Görülen kadını seyredip haz almak yerine sorgulama gereksinimi hissettiriyor .
Bunların yanında tüm bu düşünceleri aktarırken neden kadını kullanmışlardır? Kadınsal bir sorunada mı dikkat cekmemizi istiyorlar .Cinsel bir obje , meta halini almış kadını aslında görsel bir tüketim unsuru olduğu gerçeğini ters düz etmek istiyorlar ,çevreyle ve dünya ile olan ilişkilerini ,kadının kendi özgün kimliklerini göstermek…
Sanatçılar toplumun kadına ve bedenine dayattığı güzellik kavramlarını inceleyerek , kadını ötekileştiren , üzerindeki toplumsal baskıları ve bunların yol açtığı psikolojik ve fiziksel değişim etkilerini farklı materyaller ve nesneler kullanarak gözler önüne seriyorlar. Mükemmellik anlayışını yıkarak aslında hiçbirşeyin mükemmel olmadığını gayet tiksinç bir hal alabileceğini aktarmaktalar.

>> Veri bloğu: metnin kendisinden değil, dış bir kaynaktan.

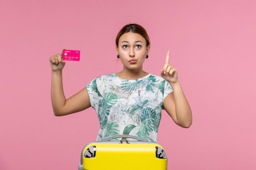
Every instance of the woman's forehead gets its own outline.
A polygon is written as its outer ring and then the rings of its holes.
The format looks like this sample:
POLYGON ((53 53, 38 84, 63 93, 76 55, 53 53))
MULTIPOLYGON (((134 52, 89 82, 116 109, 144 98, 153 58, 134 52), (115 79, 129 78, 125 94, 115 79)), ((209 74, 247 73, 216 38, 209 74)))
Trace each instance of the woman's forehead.
POLYGON ((120 38, 119 42, 133 42, 140 41, 146 43, 146 40, 140 35, 131 32, 125 33, 120 38))

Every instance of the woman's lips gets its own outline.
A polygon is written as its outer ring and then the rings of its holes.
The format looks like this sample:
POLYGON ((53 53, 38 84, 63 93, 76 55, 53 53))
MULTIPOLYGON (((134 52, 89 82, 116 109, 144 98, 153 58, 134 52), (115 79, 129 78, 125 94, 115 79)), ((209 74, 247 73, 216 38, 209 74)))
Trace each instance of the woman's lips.
POLYGON ((131 60, 129 62, 131 63, 135 63, 137 62, 137 60, 131 60))

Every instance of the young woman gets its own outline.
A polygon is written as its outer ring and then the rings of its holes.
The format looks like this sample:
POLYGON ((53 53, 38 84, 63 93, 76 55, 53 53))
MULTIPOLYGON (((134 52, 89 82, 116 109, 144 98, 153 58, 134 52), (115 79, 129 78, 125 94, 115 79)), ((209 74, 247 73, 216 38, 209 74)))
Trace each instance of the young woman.
POLYGON ((141 26, 125 26, 117 34, 116 44, 123 70, 96 78, 67 99, 62 86, 62 71, 65 65, 62 53, 50 57, 54 115, 63 116, 92 107, 100 122, 97 141, 130 135, 157 142, 162 109, 177 125, 189 127, 191 110, 178 79, 177 70, 169 64, 169 51, 160 77, 143 71, 150 42, 141 26))

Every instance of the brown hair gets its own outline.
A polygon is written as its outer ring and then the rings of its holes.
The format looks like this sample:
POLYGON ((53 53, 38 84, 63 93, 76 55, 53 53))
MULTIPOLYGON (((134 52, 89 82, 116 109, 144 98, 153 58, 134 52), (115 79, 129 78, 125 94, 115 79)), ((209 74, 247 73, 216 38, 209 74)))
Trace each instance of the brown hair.
POLYGON ((139 34, 145 38, 147 46, 150 44, 149 37, 148 37, 148 33, 147 33, 147 31, 146 31, 144 28, 138 24, 130 24, 125 25, 119 31, 117 35, 117 38, 116 38, 116 45, 118 47, 119 39, 120 39, 120 38, 121 37, 121 36, 124 34, 130 32, 139 34))

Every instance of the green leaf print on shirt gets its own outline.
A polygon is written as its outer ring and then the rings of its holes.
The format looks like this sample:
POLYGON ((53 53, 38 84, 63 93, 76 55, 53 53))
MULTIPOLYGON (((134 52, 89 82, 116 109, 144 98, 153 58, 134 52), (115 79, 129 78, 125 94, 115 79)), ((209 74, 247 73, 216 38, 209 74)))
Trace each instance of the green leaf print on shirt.
POLYGON ((134 125, 129 125, 127 126, 124 130, 123 132, 123 135, 129 135, 130 132, 137 126, 134 125))
POLYGON ((165 83, 165 81, 162 81, 160 83, 160 86, 159 86, 159 90, 160 91, 162 92, 162 93, 164 94, 164 83, 165 83))
MULTIPOLYGON (((157 108, 156 110, 158 110, 159 108, 157 108)), ((157 113, 155 110, 150 108, 143 109, 141 118, 142 124, 136 134, 138 136, 148 139, 150 132, 155 130, 157 132, 161 118, 161 115, 157 113)))
POLYGON ((116 122, 108 122, 104 130, 105 137, 119 135, 119 130, 118 129, 119 127, 119 126, 116 122))
POLYGON ((94 79, 93 82, 92 82, 92 89, 95 93, 98 94, 98 96, 102 97, 101 95, 99 93, 99 92, 98 90, 98 87, 97 87, 97 83, 96 82, 96 79, 94 79))
POLYGON ((142 79, 135 82, 125 82, 122 83, 121 87, 122 89, 130 91, 134 91, 139 88, 143 88, 146 87, 146 91, 152 91, 154 92, 154 88, 157 87, 155 77, 153 75, 150 75, 148 78, 142 79))
POLYGON ((108 116, 110 115, 110 109, 117 103, 117 96, 111 93, 105 93, 104 98, 99 100, 98 117, 100 122, 100 128, 105 129, 105 134, 117 135, 119 133, 119 130, 115 128, 119 127, 118 124, 116 122, 108 122, 108 116))

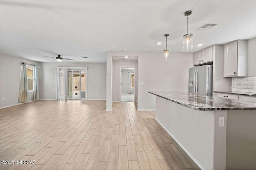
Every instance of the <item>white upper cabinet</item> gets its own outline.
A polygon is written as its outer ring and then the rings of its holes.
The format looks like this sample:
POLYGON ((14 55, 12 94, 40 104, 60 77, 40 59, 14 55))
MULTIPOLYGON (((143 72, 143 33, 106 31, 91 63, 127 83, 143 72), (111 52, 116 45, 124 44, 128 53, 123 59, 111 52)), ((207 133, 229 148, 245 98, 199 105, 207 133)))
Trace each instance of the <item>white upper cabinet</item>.
POLYGON ((204 49, 202 51, 202 63, 212 61, 212 47, 204 49))
POLYGON ((249 40, 248 52, 248 76, 256 76, 256 37, 249 40))
POLYGON ((248 40, 238 40, 224 46, 224 77, 247 76, 248 40))
POLYGON ((198 51, 194 53, 194 64, 196 65, 201 63, 201 51, 198 51))
POLYGON ((194 53, 194 64, 198 65, 212 61, 212 47, 194 53))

Toplumsal açıdan kadının içinde bulunduğu konuma, başsız, içi boş elbiselerle yapılan göndermeler, sanat tarihinde, kadının temsiline ilişkin eleştirileri de içerir. Çoğu erkek olan pop sanatçıların, kadını reklam kültüründen ne kadar farklı sundukları tartışılabilir estetiğin, reklam kültüründe ve moda dergilerinde bir meta olarak sunulan kadın bedeninin bu biçimde temsili, bu alana yapılan bir eleştiriyi de içermektedir. Erkek izleyicilerin görme zevklerini önlediği gibi kadın olgusunun yok edilmiş olduğunu, kimliksizleştirildiğini de gösterir.
Kamusal alan içinde dört duvar arasına sıkıştırılan ötekileştirilen kadın kimliğini haz veren değilde iğreti duran bir çıplaklıkla gözler önüne seriyorlar .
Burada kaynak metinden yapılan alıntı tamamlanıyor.